> For the complete documentation index, see [llms.txt](https://maksimdan.gitbook.io/interview-practice-problems/llms.txt). Markdown versions of documentation pages are available by appending `.md` to page URLs; this page is available as [Markdown](https://maksimdan.gitbook.io/interview-practice-problems/leetcode_sessions/71-simplify-path.md).

# 71 Simplify Path

Given an absolute path for a file (Unix-style), simplify it.

For example,\
**path**=`"/home/"`, =>`"/home"`\
**path**=`"/a/./b/../../c/"`, =>`"/c"`

**Corner Cases:**

* Did you consider the case where path = "/../"?
* In this case, you should return "/".
* Another corner case is the path might contain multiple slashes '/' together, such as "/home//foo/".
* In this case, you should ignore redundant slashes and return "/home/foo".
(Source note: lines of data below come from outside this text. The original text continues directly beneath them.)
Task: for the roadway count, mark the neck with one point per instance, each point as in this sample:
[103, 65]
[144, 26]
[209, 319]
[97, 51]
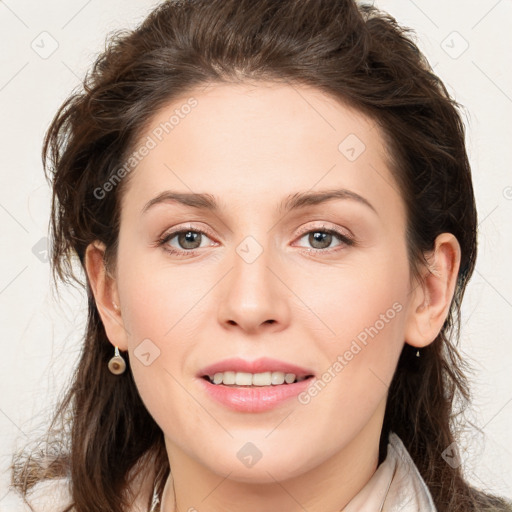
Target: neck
[329, 486]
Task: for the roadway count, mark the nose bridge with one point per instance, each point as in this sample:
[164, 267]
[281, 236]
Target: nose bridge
[253, 295]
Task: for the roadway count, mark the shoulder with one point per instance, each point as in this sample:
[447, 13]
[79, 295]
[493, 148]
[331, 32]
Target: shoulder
[45, 496]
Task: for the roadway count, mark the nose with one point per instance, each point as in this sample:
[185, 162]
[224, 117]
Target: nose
[253, 296]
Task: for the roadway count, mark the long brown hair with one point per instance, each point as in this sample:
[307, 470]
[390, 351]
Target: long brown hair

**The Idea:** This problem requires some Unix domain knowledge. `.` means current directory, so in terms of a path, it adds nothing and can be ignored. `..` means move up to parent directory, and `...` means move up recursively. Utilizing a stack is a natural solution because moving to a parent directory is equivalently to moving to the previous or most recent element in an array.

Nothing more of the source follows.